Dialog 8

824 117 6
                                    

Pertanyaan 8
Apakah aku monster?

*

Tita berjalan menuju kantin di fakultasnya, ia baru saja selesai menghadiri salah satu seminar umum di Rektorat. Perutnya merasa lapar meskipun semua peserta seminar umum sudah  mendapatkan jatah konsumsi.

“Mbak, mau dibungkus atau dimakan di sini?”

Tita memandang berkeliling, terdapat beberapa anak-anak HMB dan BEM di fakultasnya, juga beberapa anak UKM. “Bungkus aja.” Jawabnya, ia malas harus berbasa-basi dengan kakak tingkatnya. Sejak kejadian Adam yang mengundurkan dari jabatan Gubernur BEM, sedikit banyak namanya disangkut-pautkan.

“Ta,” Tita menoleh, Damar, salah satu anak HMB yang juga pernah Tita bantu dalam mencairkan dana organisasinya, mendekatinya. “Buru-buru? Gabung aja, yuk.” Pintanya, ia menunjuk pada sekumpulan mahasiswa yang duduk tidak jauh darinya.

Tita hanya tersenyum sekilas, menggeleng. “Aku ada kegiatan Kak, lain kali aja ya.” Tolaknya, ia mengambil bungkusan makanannya dan membayar. Ingin secepatnya pergi dari tempat itu.

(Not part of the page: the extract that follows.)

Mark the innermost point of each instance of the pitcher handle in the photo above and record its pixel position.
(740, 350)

“Oke, deh.” Damar mengangguk. “Oh ya, tentang open recruitment anggota HMB. Kalau kamu butuh formulir dan persyaratannya, tinggal bilang aja, ya.”

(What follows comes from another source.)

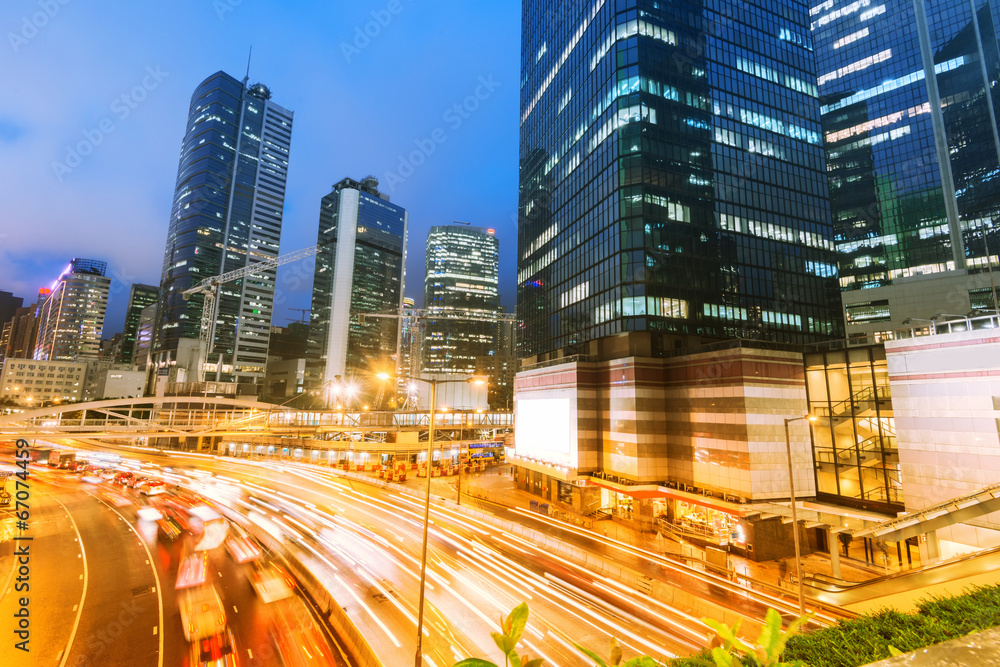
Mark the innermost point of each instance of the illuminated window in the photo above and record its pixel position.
(869, 311)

Tita mengerutkan keningnya, “loh, pendaftarannya bukannya udah selesai minggu lalu, ya?” Tanyanya heran, ia teringat Mila and the genk yang heboh sekali tentang hal itu.

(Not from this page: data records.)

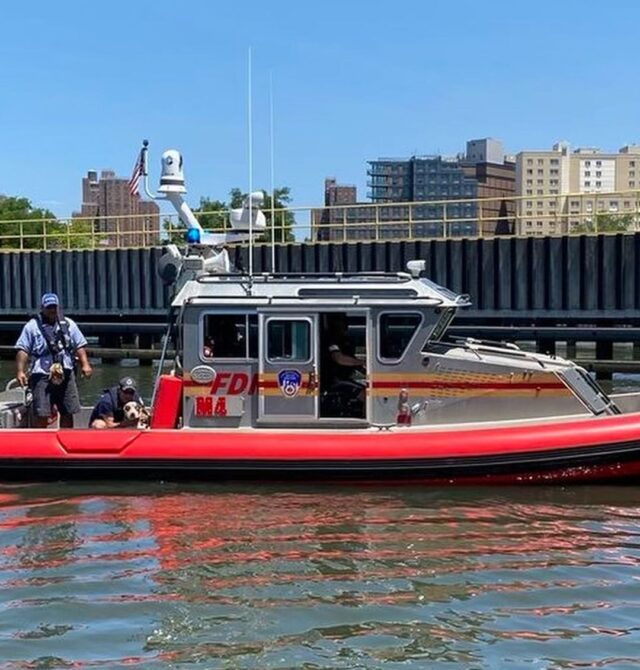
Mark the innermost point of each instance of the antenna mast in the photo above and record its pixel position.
(273, 188)
(250, 169)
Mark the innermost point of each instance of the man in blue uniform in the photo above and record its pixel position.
(47, 348)
(109, 410)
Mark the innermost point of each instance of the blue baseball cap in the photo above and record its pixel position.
(127, 384)
(50, 300)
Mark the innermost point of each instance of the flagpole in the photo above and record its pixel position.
(250, 168)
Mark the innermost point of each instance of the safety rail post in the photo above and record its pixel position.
(411, 221)
(445, 222)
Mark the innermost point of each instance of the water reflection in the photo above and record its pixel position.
(163, 575)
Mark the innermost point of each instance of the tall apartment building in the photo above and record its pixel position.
(125, 219)
(581, 184)
(482, 172)
(452, 184)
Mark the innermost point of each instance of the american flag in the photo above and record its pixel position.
(135, 175)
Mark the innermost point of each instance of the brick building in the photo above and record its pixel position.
(124, 219)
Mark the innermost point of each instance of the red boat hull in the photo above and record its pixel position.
(584, 450)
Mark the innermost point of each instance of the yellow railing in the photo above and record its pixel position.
(549, 214)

Damar mengibaskan tangannya di depan wajah Tita. “Gampang, kok. Kakak panitianya.” Damar kemudian melambaikan tangannya, berlalu.

Tita meringis, dalam hati mengutuk perbuatan Damar, juga perbuatannya dahulu. Akan jadi apa kampus ini, jika birokrasinya saja ditangani oleh orang-orang seperti Damar.

*

Tita menghabiskan makan siangnya dalam diam. Ia memandang berkeliling, suasana di tribun tampak lengang. Tita sengaja memilih tempat ini, ia tak ingin diganggu. Tribun tempatnya berada sekarang terdapat di Gedung Cakra, lantai dua. Biasanya hanya digunakan sesekali, jika terdapat acara besar.

Dulu, Tita hampir tidak pernah menghabiskan waktnya sendirian. Tiap kali ada waktu senggang, ia akan berkumpul dengan senior-seniornya atau berdiskusi di ruang dosen. Seperti penjilat. Kini, ia merasa muak. Menghabiskan hampir seluruh hidupnya hingga sekarang dengan memasang topeng kamuflase, justru membuatnya hanya bertemu dengan orang-orang seperti dirinya.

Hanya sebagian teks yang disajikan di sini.